I am afraid that I have wasted years of my life stressing and studying for a piece of paper that will not help me to fulfil my dreams.
I am afraid that all the expectations my parents had for me as a child will end in quiet disappointment.
I am afraid of not reaching my potential.
I am afraid of failing.
Would it have been better to start work straight out of school? Do I need a Masters after my degree to get a decent job? WHY DID NOBODY TALK TO ME ABOUT THIS SOONER?

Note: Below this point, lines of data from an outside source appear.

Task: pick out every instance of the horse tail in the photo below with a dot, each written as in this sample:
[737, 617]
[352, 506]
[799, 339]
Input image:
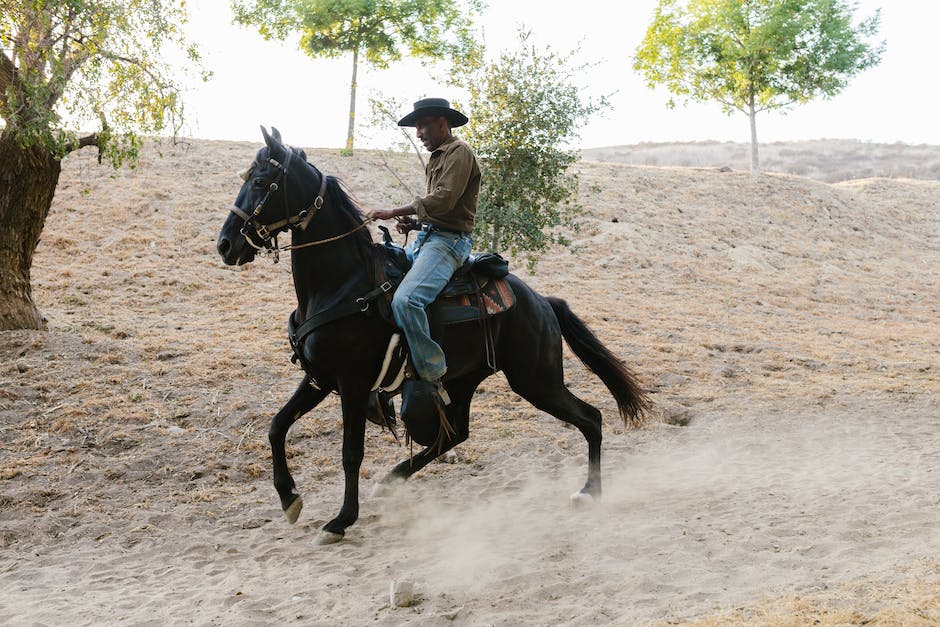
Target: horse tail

But just as the gnawing terror of “SO WHAT’S YOUR PLAN???” was leading me down the path of incurable anxiety, somebody mentioned something so casually to me that I almost missed it. “So you’re just finishing college? What an amazing stage of your life to be at, when you have no plans.” And in that moment, the last few months of tear filled nights, desperate applications for jobs I never wanted in the first place and built up tension flashed before my eyes and evaporated into a sense of calm.
For many of us, the step from college to the ‘real world’ is the first time in our entire lives that we have no definite plan. I can honestly say that a year from now, I have absolutely no idea where I’ll be or what I’ll be doing. We can look on this stage of our lives as an unparalleled time of magic, with no contracts, no constraints and no commitments. It’s a position we will probably never find ourselves in again. A time of true freedom.

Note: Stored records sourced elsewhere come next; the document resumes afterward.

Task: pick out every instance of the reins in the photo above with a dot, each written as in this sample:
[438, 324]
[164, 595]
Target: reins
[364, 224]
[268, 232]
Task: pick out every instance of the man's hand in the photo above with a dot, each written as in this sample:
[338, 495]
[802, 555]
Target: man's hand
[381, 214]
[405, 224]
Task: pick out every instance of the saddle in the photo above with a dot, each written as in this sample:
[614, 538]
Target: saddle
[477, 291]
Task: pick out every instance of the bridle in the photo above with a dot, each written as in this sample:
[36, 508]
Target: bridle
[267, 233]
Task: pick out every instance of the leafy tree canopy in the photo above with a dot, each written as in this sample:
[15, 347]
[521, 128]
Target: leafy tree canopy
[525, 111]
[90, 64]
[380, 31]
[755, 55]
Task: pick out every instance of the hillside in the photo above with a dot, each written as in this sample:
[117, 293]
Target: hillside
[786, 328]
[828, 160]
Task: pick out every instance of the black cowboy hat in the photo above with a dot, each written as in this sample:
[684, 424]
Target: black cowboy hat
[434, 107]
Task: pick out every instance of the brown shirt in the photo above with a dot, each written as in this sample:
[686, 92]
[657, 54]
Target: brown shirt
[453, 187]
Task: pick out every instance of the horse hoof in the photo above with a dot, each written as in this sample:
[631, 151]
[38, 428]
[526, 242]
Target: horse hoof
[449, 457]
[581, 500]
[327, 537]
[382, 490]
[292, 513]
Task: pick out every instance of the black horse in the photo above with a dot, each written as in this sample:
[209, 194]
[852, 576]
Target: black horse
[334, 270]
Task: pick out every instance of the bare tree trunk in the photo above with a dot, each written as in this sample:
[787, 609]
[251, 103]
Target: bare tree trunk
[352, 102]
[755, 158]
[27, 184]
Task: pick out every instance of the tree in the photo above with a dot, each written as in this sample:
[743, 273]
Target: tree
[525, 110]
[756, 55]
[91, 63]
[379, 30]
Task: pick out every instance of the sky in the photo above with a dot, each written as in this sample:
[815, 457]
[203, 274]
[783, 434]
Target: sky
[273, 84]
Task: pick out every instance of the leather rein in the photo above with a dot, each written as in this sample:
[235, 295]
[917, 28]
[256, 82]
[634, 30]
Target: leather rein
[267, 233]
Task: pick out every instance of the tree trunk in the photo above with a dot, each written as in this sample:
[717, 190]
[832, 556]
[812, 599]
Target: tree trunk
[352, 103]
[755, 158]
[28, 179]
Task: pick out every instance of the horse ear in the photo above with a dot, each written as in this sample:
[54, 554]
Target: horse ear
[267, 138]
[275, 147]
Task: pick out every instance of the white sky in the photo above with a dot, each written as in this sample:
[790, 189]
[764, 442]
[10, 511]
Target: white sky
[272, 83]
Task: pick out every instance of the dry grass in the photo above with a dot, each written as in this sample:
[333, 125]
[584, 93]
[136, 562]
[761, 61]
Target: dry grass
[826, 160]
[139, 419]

The last few weeks, “SO WHAT’S YOUR PLAN???” has been thrown out there hot and heavy across every college campus in Ireland. But these days when I’m on the receiving end, it’s not anxious apprehension I feel, but excitement. Responsibilities and duties will be a very real part of life before we know it – what’s the rush in getting there? We are young, we are talented and we have so much to give this world. There is a road to every dream, and if the first is blocked, take a different path. Ask for a job when no job is being offered. Help someone when they are silent and in need. Move abroad. Travel. Take a chance and let fate guide you instead of money or worries about the future. You are not bound by a script, you are the creator of it. Now is the perfect moment to let your heart tell you where to go and to let your instinct tell you what to do.
The next time someone asks you “So what’s your plan???”, remember that it’s okay not to have the next few years of your life pre-decided and know that you are not alone. What’s my plan? I have absolutely no idea, and that’s absolutely fine.